Traumatic time destroys in both directions—past and future—and the truth of that can be hard to face, especially for the unpracticed. The pull to forget becomes even stronger than the pull to run. Forgetting makes us complicit with the trauma we’re trying to escape, and by ignoring the experience of it and, more important, the way the experience made us feel, a part of us, in some cases the most vital part of who we are, remains tethered to the past. By cutting ourselves off from that emotion we shut down access to the full range of who we are. But the price of release is steep, and it’s so much easier to live our lives pretending we’re whole.
It’s remarkable how desperately we want to move on from the unexamined pain, as if the only way to give meaning to it is to lie. It’s counterproductive, of course, but the desire to move on, especially after large-scale betrayals, is irresistible. As soon as the dust clears, the people in power tell us everything is fine; there is no need to look back. After all, who doesn’t want to put the atrocities behind us? What crimes against humanity would we like to dredge up?

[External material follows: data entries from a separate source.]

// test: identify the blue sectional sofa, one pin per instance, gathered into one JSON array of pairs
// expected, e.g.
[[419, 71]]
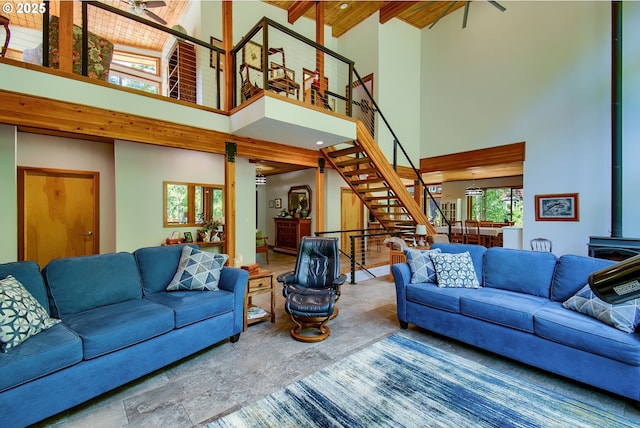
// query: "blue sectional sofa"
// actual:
[[518, 313], [118, 324]]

When the traumatizing circumstances are made gratuitously worse by the people who (1) are responsible for them and (2) could have done something to mitigate them, the experience of betrayal, symbolically at least, is akin to being in the presence of another human being who, though witnessing the extremity of your situation, even though it could result in your death and despite having the power to render you assistance, refuses. When your life is endangered by the person who could save you, the sense of betrayal can be unbearable.
One of the very few mitigating factors of mass trauma is the sense that we are all in it together. Members of the Trump administration made that impossible not because they were incompetent but because they thought dividing us was a winning strategy. My fear is they were right.
Promoting divisiveness among us suited their purposes, just as setting up a false dichotomy between the pandemic and the economy did. In real time it could be hard to gauge how cynical and cruel this ploy was, but in retrospect the extent of the deliberate sabotage is breathtaking. It’s hard to grapple with what was taken from us and even harder to fathom the depth of depravity required to do the taking.
And yet, given the failures to grapple with the betrayals and the source of them, we are close to putting back in the Oval Office the man who created the circumstances of our malaise, who killed many of us and cynically manufactured the horrible divisions among the rest of us, and who will, if given the opportunity, break us. It is quite literally stunning.
The impact of unacknowledged trauma can be catastrophic—at both the personal and the societal levels—and by failing to invest in the infrastructure necessary to prevent or at least mitigate these kinds of disasters in the future, we leave ourselves open to long-term damage that could be irreparable.
Trauma can never be outrun, but it is a human impulse to try. If we want to avoid a future in which we continue to put ourselves at the mercy of anti-majoritarian authoritarians, then we need to stop and take stock of how we got here. The truth is that only remembering will heal us. It could save us. And it might even set us free.
This is the most honest and clear description of exactly what has happened and is happening. It’s devastating.
It is a joy to see your mind at full stride. Perhaps one of the great treatises of our present moment!